Marunae laughed at the word. "Yes, it is. There are some wonderful fruits and berries that can only be harvested there in the fall."

"...do you wear scrimshaw, when you do?"

This caught Marrow's attention, and Marunae understood now. "Usually no," she said. "But I know the forest well enough to know the parts you stay in, and the parts you never enter. Vassals from further north get spooked the easiest. Sometimes I wear it just to keep them happy." She opened her pack, dug around in it until she found the familiar carved bone plate, and took it out. "Would you like to see?" she said, nodding to Marrow's curious muzzle. She handed it over at his barely-restrained eager nod. "A vambrace belonging to-"

"Isfahan, of the great family," the skunk breathed, running careful retracted clawtips over the carvings. He glanced up and must have seen the surprise on her face. "These markings up here," he said, "Where it looks like cross-hatching? The extra grooves that don't match the rest, those are carver's signs. This is Elder Gudra's work. Well, he wouldn't have been elder at the time, this is old so he'd've been young, but it will give you all the protection you need. I would love to see the full suit, if you know where it is."

"I'll see what I can do," she said, and left that half-smile out as he stared intently at the carvings for a great deal of the rest of the journey.



Kavo's Trove was a scattering of sturdy homes along a dirt track - a mud track, in fact, with all the recent rain. In the middle distance, peaks and ridges reared into the sky to the north, east and west.

Marunae's Vassaling had seen her incorporated into the Keaners - the Cartography Corps - when she had first taken her pledge. Keaner and his charges had taught the principles of mapping and of how land affected land, and it had been this careful tutelage that had led her to identify Kavo's Trove as the village Marrow saw under threat, because just as all those peaks protected the village very nicely from the worst of the weather from the North, they and their slopes also funneled any and all water down to the village. And then it had been her Farer training that had taken over, and she had put the authority of the Emergency Corps to use.

The walker wolves and the wagons came to a stop, greeted by a few curious village wolves. Questions were exchanged between the edgemost wolves, the conversation gathering momentum as younglings came out of their homes in that bleary excitement and confusion of the small.

Marunae hopped down from the wagon and greeted the nearest of the wolves. "Would you take us to your... who do we want?" She looked over to Bahto.

"To the Kindler.
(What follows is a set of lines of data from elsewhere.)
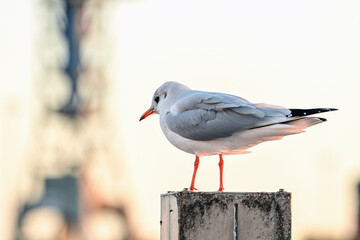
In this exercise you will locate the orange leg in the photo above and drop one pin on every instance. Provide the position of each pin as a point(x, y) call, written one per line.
point(196, 165)
point(221, 165)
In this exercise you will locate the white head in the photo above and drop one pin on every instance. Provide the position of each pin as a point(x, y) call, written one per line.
point(165, 95)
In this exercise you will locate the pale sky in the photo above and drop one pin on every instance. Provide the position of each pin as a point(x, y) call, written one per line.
point(298, 54)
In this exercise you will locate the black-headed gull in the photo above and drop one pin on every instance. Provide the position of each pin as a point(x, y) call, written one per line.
point(209, 123)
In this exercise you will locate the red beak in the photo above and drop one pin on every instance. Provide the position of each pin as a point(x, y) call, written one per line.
point(146, 114)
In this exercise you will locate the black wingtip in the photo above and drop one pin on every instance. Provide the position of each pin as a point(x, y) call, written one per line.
point(306, 112)
point(323, 119)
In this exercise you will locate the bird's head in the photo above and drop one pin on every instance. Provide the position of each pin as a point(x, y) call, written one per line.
point(163, 98)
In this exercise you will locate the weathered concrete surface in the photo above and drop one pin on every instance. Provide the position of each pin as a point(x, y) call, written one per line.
point(214, 215)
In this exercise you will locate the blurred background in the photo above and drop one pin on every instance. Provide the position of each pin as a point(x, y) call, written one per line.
point(75, 76)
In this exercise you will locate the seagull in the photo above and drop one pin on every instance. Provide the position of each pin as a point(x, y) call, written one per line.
point(211, 123)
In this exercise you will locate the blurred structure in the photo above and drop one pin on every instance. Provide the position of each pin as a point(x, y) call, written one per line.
point(75, 175)
point(357, 236)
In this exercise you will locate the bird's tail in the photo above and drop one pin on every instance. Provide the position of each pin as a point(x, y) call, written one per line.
point(306, 112)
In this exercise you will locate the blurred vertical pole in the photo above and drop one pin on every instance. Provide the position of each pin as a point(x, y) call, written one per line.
point(75, 164)
point(72, 33)
point(357, 236)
We bring grave news. The hare and the deathtouched must come as well."

The wolf they had spoken to tilted her head, assessing the four of them. Her eyes roved - Bahto and Kairon's alphasigns, Marunae's green neckerchief, Marrow's black and white patterning.

"Fine," she said. "The four of you, follow me. The rest, stay here."

As she started to lead them away, the sounds of conversation from behind them rose. Where pups had been visibly waiting, now they darted into the milling crowd of wolves, eager, curious, and loud.

They walked the mud track that led between cabins plastered with bright pawprints and decorations. Marunae found scenes coming to mind of younglings running round with dyes and paints all over them, smattering the lower third of each wall with their prints. Tired adolescents lifting the pups up to decorate higher, and the adolescents taking some spaces for themselves with little murals dotted in between the colour chaos.

Strings of colourful fabrics hung between buildings, tying rafter to rafter and lintel to lintel. Marunae touched her green neckerchief. The mark of the Emergency Corps was nothing compared to some of the weaving and tapestry she'd seen exported from wolf villages and scattered through any and all of Kastor's cities, but it was the same sort of splash of colour where colour was not often to be found.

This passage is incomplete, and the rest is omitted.